Folha de S. Paulo


O desafio de educar em tempos de terror

3.jun.2017/Reprodução
In this Saturday, June 3, 2017, image made from a video, people run from the scene an attack in London. The Borough neighborhood in London offered safety and a place to sleep for hundreds of people amid the chaos of Saturday night's attack in the heart of the city. (Sky news via AP) ORG XMIT: NYJK102
Pessoas correm em Londres, após ação terrorista

Há pouco mais de duas décadas, fui morar em Londres por seis meses. Tinha 21 anos. Queria aprender inglês, ter uma experiência de viver em outro país, conhecer uma nova cultura.
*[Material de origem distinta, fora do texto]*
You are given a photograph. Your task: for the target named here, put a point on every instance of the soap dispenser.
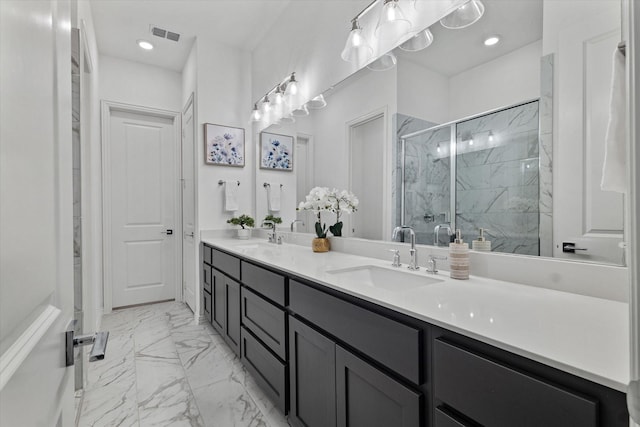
(481, 244)
(459, 258)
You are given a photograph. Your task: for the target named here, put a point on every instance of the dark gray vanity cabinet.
(312, 370)
(476, 384)
(367, 397)
(232, 317)
(223, 298)
(333, 386)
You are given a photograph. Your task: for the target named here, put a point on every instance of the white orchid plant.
(322, 199)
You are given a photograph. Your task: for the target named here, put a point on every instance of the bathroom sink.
(383, 278)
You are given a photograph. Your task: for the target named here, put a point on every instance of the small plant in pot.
(274, 219)
(245, 222)
(317, 201)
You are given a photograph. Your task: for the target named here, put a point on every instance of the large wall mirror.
(507, 137)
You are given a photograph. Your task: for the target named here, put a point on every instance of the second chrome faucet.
(413, 252)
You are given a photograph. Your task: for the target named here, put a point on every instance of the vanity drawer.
(494, 394)
(265, 320)
(226, 263)
(265, 282)
(207, 306)
(266, 369)
(206, 256)
(443, 419)
(207, 278)
(391, 343)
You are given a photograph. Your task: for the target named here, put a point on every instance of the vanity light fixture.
(356, 50)
(145, 45)
(384, 63)
(465, 15)
(492, 40)
(420, 41)
(301, 111)
(255, 114)
(317, 102)
(392, 24)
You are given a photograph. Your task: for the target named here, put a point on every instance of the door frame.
(383, 113)
(196, 238)
(107, 108)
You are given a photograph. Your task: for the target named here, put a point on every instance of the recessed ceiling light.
(145, 45)
(490, 41)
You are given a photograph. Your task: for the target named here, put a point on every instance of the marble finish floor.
(162, 369)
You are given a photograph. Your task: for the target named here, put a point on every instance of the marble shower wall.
(427, 176)
(497, 179)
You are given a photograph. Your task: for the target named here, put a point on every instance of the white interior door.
(142, 177)
(367, 154)
(36, 216)
(188, 208)
(584, 214)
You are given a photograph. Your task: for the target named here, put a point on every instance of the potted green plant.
(274, 219)
(245, 222)
(317, 201)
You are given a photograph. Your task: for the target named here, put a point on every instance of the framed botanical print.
(276, 151)
(224, 145)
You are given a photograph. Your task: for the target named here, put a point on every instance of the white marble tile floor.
(163, 369)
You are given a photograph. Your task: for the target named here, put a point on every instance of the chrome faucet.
(436, 233)
(294, 223)
(272, 236)
(413, 252)
(431, 263)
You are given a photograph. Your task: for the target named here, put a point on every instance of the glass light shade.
(317, 102)
(392, 24)
(418, 42)
(357, 50)
(255, 114)
(300, 111)
(287, 120)
(385, 62)
(465, 15)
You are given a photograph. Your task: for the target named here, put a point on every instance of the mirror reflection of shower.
(491, 163)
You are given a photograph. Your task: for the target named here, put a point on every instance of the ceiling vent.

Das boas lembranças que tenho desse período, uma das mais marcantes era a sensação de voltar para casa a qualquer hora do dia sem medo de violência.

Era um contraste com o que sentia nas ruas do Rio de Janeiro, cidade onde cursava a universidade.

Quando me mudei do interior do Estado para a capital fluminense, lembro das orientações que recebi: andar sempre alerta, não resistir a ceder objetos pedidos por ladrões, ter algum dinheiro trocado no bolso para entregar se necessário.

Nada disso fazia parte do manual de sobrevivência na tranquilidade de Londres. Lembro da minha mãe dizendo que, apesar das saudades, dormia mais sossegada comigo por lá.

Depois disso, ao longo dos últimos 20 anos, morei no Reino Unido outras duas vezes.

Nesse período, o mundo mudou e a faceta mais assustadora dessa transformação é o terrorismo.

Trabalhava para a Folha em Londres quando ocorreram os chocantes atentados a bomba no metrô londrino, em 2005.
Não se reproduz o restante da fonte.